HAKKARİ BELEDİYESİ'NE KAYYIM ATANMASI
Hakkari de kararını verdi. Hakkari'de her iki kişiden birinin oyunu alan Mehmet Sıddık Akış seçildi. Dün bir operasyonlar Hakkari Valisi'nin göreve atandığını gördük. İlgili iddianame 201 yılında başlayan soruşturmaya ait. Dava 2014'te açılmış. 14 yıllık mesele. İddianameyi hazırlayan savcı FETÖ'den firarda. İddiaları ispat imkanı yok. Dün yeni bir soruşturma açılıp, belediye başkanı yeni soruşturmaya istinaden gözaltına alınıp, suçu varsa, kaydı varsa, delil varsa elbette cezalandırılabilir ama usul yöntem bellidir.
Kayyum atamak Hakkari halkının kararına saygısızlıktır.

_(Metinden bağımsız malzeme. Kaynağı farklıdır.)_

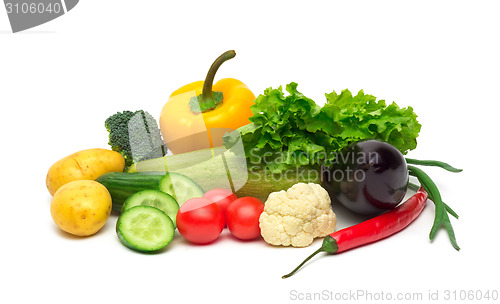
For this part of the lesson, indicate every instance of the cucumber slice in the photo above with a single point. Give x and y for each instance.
(154, 198)
(145, 228)
(180, 187)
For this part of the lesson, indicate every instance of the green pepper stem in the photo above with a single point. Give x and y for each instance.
(209, 80)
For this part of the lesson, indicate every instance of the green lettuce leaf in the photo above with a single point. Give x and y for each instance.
(292, 130)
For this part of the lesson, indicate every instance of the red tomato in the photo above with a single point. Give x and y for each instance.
(221, 197)
(242, 217)
(200, 221)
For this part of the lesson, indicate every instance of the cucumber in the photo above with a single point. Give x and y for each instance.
(145, 229)
(123, 185)
(154, 198)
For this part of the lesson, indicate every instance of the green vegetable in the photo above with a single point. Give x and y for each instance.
(154, 198)
(145, 228)
(289, 131)
(135, 135)
(441, 217)
(123, 185)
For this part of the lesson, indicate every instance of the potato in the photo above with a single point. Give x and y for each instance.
(81, 207)
(84, 165)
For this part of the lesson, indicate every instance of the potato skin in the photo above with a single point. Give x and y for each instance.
(83, 165)
(81, 207)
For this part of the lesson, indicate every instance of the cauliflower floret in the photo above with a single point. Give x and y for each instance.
(297, 216)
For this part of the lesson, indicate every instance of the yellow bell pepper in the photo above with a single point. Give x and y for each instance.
(198, 114)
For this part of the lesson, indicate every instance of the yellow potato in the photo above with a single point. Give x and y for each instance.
(84, 165)
(81, 207)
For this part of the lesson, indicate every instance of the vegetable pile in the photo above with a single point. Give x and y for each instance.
(232, 152)
(294, 131)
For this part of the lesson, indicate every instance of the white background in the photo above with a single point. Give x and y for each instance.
(61, 80)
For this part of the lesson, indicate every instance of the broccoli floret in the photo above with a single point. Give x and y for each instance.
(135, 135)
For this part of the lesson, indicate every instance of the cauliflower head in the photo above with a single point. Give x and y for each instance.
(297, 216)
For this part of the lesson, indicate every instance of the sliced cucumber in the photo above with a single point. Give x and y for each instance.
(145, 228)
(154, 198)
(180, 187)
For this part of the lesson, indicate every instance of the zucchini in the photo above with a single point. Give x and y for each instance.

Bir kanun hükmünde kararnameyle terörle ilişkiliyse kayyum atarım, içlerinden seçtirmem. Bu anlayış AK Parti'yi, Cumhur İttifakı'nın 31 Mart günü seçimlerde aldığı hezimenin en önemli birkaç sebeplerinden birisidir. Milletin iradesine saygısı olmayanın milletin gönlünde yeri olmaz.
Ahmet Türk ziyaretime geldi. Kendisi Mardin Büyükşehir Belediye Başkanı. 2014'ten beri. Türkiye'de büyükşehir kanunu çıktığından beri Mardinliler Ahmet Türk'ü seçiyor. İrade bu kadar net. O günden bugüne 10 yıl 2 ay, bugünden sonra 5 yıl yapması lazım. Ama 2 yıl 4 ay belediye başkanlığı yapmış. Sonra o valiler, Süleyman Soylu'ya 30 bin liralık tespihler verip faturayı belediyelere ödetiyorlar. Sadece iddiayla kayyum atamak, yerine valiyi atamak demokrasiye yakışır değildir.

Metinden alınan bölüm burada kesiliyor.